Step 8: Baseline Evaluation

import evaluate, re

accuracy_metric = evaluate.load("accuracy")
f1_metric       = evaluate.load("f1")

def postprocess(text):
    m=re.search(r'\b([0-7])\b', text)
    return int(m.group(1)) if m else -1

---

Step 9: Fine-Tuning with LoRA

from peft import LoraConfig

peft_config = LoraConfig(r=8, lora_alpha=16, lora_dropout=0.1, bias="none",
                         target_modules="all-linear", task_type="CAUSAL_LM")
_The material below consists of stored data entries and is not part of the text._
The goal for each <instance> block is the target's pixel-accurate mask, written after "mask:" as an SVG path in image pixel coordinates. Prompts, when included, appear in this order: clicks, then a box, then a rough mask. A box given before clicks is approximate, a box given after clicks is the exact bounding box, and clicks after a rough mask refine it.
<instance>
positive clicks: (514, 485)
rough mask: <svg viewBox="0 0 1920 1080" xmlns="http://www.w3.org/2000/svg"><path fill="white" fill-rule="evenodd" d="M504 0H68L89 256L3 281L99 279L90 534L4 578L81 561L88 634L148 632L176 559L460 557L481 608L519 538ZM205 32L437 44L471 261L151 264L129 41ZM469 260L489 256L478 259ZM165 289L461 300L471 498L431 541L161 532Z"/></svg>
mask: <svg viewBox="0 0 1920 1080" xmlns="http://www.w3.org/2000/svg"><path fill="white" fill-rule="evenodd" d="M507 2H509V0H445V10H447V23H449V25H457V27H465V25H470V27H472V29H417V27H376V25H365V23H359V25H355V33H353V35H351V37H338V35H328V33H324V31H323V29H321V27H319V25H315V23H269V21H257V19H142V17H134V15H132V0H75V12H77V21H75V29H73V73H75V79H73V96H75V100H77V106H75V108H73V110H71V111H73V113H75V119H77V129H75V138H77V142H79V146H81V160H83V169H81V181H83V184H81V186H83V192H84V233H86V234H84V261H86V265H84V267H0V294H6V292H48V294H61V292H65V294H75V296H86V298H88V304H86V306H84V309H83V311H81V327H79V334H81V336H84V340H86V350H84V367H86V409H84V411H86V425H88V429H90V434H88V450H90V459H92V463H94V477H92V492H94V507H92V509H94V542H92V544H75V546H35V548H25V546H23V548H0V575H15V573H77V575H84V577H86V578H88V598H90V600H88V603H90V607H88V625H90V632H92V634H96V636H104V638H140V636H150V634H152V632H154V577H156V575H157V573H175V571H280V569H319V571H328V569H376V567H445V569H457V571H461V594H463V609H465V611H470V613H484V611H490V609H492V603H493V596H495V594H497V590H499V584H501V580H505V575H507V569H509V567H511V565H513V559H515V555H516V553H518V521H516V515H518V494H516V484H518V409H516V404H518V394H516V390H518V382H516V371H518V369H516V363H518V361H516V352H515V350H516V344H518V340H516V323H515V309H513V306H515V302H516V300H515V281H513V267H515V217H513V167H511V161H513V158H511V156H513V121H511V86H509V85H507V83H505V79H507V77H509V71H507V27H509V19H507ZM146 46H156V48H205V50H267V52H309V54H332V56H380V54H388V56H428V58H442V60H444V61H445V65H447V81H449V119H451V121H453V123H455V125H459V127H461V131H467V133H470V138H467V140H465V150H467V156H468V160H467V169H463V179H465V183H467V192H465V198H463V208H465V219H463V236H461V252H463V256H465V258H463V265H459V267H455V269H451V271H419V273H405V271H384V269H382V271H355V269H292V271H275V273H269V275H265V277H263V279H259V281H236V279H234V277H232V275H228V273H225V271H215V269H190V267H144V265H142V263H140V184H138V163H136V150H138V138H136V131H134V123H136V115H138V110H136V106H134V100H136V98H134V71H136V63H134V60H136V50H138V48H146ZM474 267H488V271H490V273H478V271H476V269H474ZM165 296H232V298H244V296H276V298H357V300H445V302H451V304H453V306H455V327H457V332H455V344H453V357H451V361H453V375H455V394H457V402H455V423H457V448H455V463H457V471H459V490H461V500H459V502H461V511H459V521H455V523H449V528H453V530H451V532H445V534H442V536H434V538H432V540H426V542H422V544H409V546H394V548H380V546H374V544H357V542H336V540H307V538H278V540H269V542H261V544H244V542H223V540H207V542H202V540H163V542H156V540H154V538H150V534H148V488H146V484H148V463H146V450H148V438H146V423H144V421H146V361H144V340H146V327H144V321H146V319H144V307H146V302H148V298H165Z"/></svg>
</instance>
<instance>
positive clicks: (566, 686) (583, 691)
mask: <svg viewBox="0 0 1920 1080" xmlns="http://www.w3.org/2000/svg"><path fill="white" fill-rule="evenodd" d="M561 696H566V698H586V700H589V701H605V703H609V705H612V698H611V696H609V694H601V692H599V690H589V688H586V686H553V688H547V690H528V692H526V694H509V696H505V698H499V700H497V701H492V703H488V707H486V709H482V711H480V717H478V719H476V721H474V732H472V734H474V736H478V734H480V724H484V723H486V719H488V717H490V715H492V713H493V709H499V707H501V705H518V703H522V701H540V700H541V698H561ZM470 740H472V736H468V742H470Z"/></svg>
We use gradient checkpointing, bfloat16, and paged_adamw_8bit optimizer for efficiency.

---

Step 10: Train

from trl import SFTTrainer, SFTConfig

training_args = SFTConfig(
    output_dir="medgemma-breastcancer-finetuned",
    num_train_epochs=5,
    per_device_train_batch_size=1,
    gradient_accumulation_steps=8,
    bf16=True,
)
trainer = SFTTrainer(model=model, peft_config=peft_config,
                     train_dataset=formatted_train, eval_dataset=formatted_eval,
                     processing_class=processor)
trainer.train()
trainer.save_model()

---

Step 11: Final Evaluation

Reload base model, merge LoRA weights, and rerun evaluation.

---

Results

|-------------|-------------|----------|-------------------------|

| 8-Class | Baseline | 32.6% | 0.241 |

| | Fine-tuned | 87.2% | 0.865 |

| Binary | Baseline | 59.6% | 0.639 |

| | Fine-tuned | 99.0% | 0.991 |

---

Key Takeaways

bfloat16 prevents overflow in large medical AI models.
LoRA allows efficient fine-tuning with small hardware.
Balanced datasets are critical in medical imaging.

---

Next Steps

Migrate workflow to Cloud Run jobs for production.
Automate KPI tracking and content publishing with AiToEarn.

---

References:

Spanhol, F. A., et al. A dataset for breast cancer histopathological image classification. IEEE T-BME, vol. 63, no. 7, 2016.

---

Do you want me to create a condensed cheatsheet version of this guide so you can quickly reuse the fine-tuning setup? That would make the workflow easy to replicate in future projects.